There are a number of other important questions that one can explore in simulations. We further checked four of them and found that (i) our approach outperforms simple association tests; (ii) scaling up data size by adding more ‘noise’ SNPs makes it harder to find true main effects but does not adversely affect the selection of interactions’ (iii) besides the obvious advantage of decreasing computing time, using network information in our penalty yields advantages in detecting interactions beyond that deriving from the hierarchical nature of the penalty; and (iv) our approach is robust to modest linkage disequilibrium among SNPs. A detailed description of these results can be found in Supplementary Material, Section 4.

4 APPLICATION TO IGE CONCENTRATION

We applied our algorithm to evaluate G × G interactions for log plasma IgE concentration, a biomarker that is often elevated in individuals with allergy to environmental allergens. An elevated plasma IgE concentration is associated with allergic diseases, including asthma, allergic rhinoconjunctivitis, atopic dermatitis and food allergy. Although several genes influencing IgE concentrations have been identified to date, the interactions among these genes or others yet to be identified to be important players have not been studied (Granada et al., 2012).

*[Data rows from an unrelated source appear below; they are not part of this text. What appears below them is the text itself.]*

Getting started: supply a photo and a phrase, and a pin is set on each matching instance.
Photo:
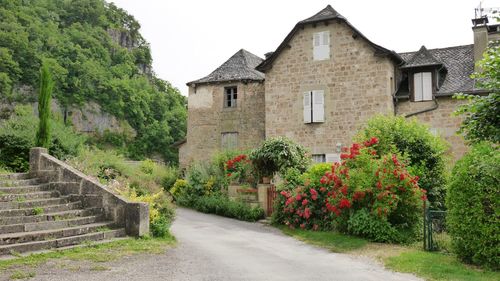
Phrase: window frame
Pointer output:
(411, 78)
(233, 99)
(225, 147)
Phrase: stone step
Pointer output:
(47, 225)
(25, 237)
(24, 189)
(20, 197)
(35, 203)
(25, 182)
(15, 176)
(61, 242)
(50, 216)
(42, 210)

We sought to investigate G × G effects on log IgE concentration in the FHS cohorts. Participants from the town of Framingham, Massachusetts, have been recruited in these studies starting in 1948, and have been followed over the years for the development of heart disease and related traits, including pulmonary function and allergic response measured by IgE concentration. Our analyses include 6975 participants, 441 from the original cohort recruited in 1948, an additional 2848 from the Offspring cohort recruited in 1971 and finally 3686 participants from the Third Generation cohort initiated in 2002. A recent GWAS on Framingham participants identified new genetic loci associated with plasma total IgE concentrations (Granada et al., 2012). We are interested in looking at G × G interactions associated with IgE concentration, as an illustration of our methodology.

4.1 Preliminaries

Genotypes were from Affymetrix 500K and MIPS 50K arrays, with imputation performed using HapMap 2 European reference panel (Li et al., 2010). Dosage genotypes (expected number of minor alleles) were used in our analysis, although the software implementation of the Wu et al. (2009) approach (Mendel) required genotypes to be coded as 0, 1 or 2 and could not handle dosage. Therefore, in our analysis using Mendel, for each individual, we used the genotype with the highest posterior probability at each SNP. We analyze the natural logarithm of plasma total IgE concentrations as our phenotype (i.e. Y), adjusted for smoking status (current, former and amount of life time smoking in terms of pack-years), age, sex and cohort of origin. A total of 6975 participants (3209 men and 3766 women) aged 19 years and older had good-quality genotypes and were included in our analysis. Familial relationship was ignored when applying our algorithm and the Wu et al. (2009) approach, but we subsequently applied linear mixed-effect models to account for familial correlation to obtain estimates of effect sizes.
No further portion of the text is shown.